Um estudo realizado na Alemanha e divulgado em março pela Universidade de Oldenburg e pelo Instituto Leibniz de Trajetórias Educacionais (LIfBi) apontou duas explicações para as dificuldades nas urnas enfrentadas por partidos e políticos tradicionais desde 2020: as consequências econômicas e sociais da pandemia e uma crise de falta de confiança nas autoridades.

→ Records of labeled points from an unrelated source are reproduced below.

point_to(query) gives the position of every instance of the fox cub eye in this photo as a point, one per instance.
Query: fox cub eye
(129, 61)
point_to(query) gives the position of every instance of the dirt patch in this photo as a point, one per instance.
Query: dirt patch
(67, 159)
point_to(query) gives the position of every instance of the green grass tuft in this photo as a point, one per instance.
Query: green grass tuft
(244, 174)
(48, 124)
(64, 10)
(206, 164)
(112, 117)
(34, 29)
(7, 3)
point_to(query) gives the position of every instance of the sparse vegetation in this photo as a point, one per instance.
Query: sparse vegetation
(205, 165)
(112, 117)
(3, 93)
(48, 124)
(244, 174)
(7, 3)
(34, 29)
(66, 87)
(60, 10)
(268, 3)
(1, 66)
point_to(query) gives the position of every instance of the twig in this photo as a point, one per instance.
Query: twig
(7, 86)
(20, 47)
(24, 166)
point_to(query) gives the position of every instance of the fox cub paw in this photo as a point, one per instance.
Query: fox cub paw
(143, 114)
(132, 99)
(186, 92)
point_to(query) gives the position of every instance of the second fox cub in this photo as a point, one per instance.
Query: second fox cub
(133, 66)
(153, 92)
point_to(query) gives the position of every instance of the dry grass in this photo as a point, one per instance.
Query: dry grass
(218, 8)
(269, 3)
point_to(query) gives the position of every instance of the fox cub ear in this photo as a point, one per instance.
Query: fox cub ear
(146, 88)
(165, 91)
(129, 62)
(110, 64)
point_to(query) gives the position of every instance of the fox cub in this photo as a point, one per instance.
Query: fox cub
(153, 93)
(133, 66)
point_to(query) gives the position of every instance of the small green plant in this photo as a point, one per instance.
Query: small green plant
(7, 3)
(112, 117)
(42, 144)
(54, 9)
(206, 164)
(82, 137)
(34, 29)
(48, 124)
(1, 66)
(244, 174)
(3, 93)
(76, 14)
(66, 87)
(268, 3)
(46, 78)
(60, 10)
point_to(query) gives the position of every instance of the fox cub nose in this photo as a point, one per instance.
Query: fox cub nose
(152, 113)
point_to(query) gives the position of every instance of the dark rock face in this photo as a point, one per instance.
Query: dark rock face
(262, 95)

“Tempos de crise frequentemente levam a um aumento de curto prazo na confiança nos políticos. No entanto, quanto mais tempo a crise dura e quanto maiores os efeitos sociais e econômicos, maior a probabilidade de que esse efeito seja revertido. A queda na confiança no governo federal e no Bundestag [Parlamento alemão] no segundo ano da pandemia demonstra isso claramente”, explicou a coordenadora da pesquisa, Gundula Zoch.
Em entrevista à Gazeta do Povo, Rodrigo Prado, cientista político da Universidade Presbiteriana Mackenzie, afirmou que o isolamento social da pandemia acelerou as conexões por meio de redes sociais, ao mesmo tempo em que gerou temores e sentimentos que figuras da direita nacionalista sabem traduzir melhor.
“Eles conseguem mobilizar não só as redes sociais com uma eficiência muito maior do que, por exemplo, os progressistas e os social-democratas, mas também numa quantidade muito volumosa, conseguem ser muito superiores a outras narrativas no campo da disputa política”, disse Prado.
“Eles conseguem, sim, captar esses sentimentos da população e torná-los sentimentos reverberados pela força dos algoritmos das redes sociais”, acrescentou.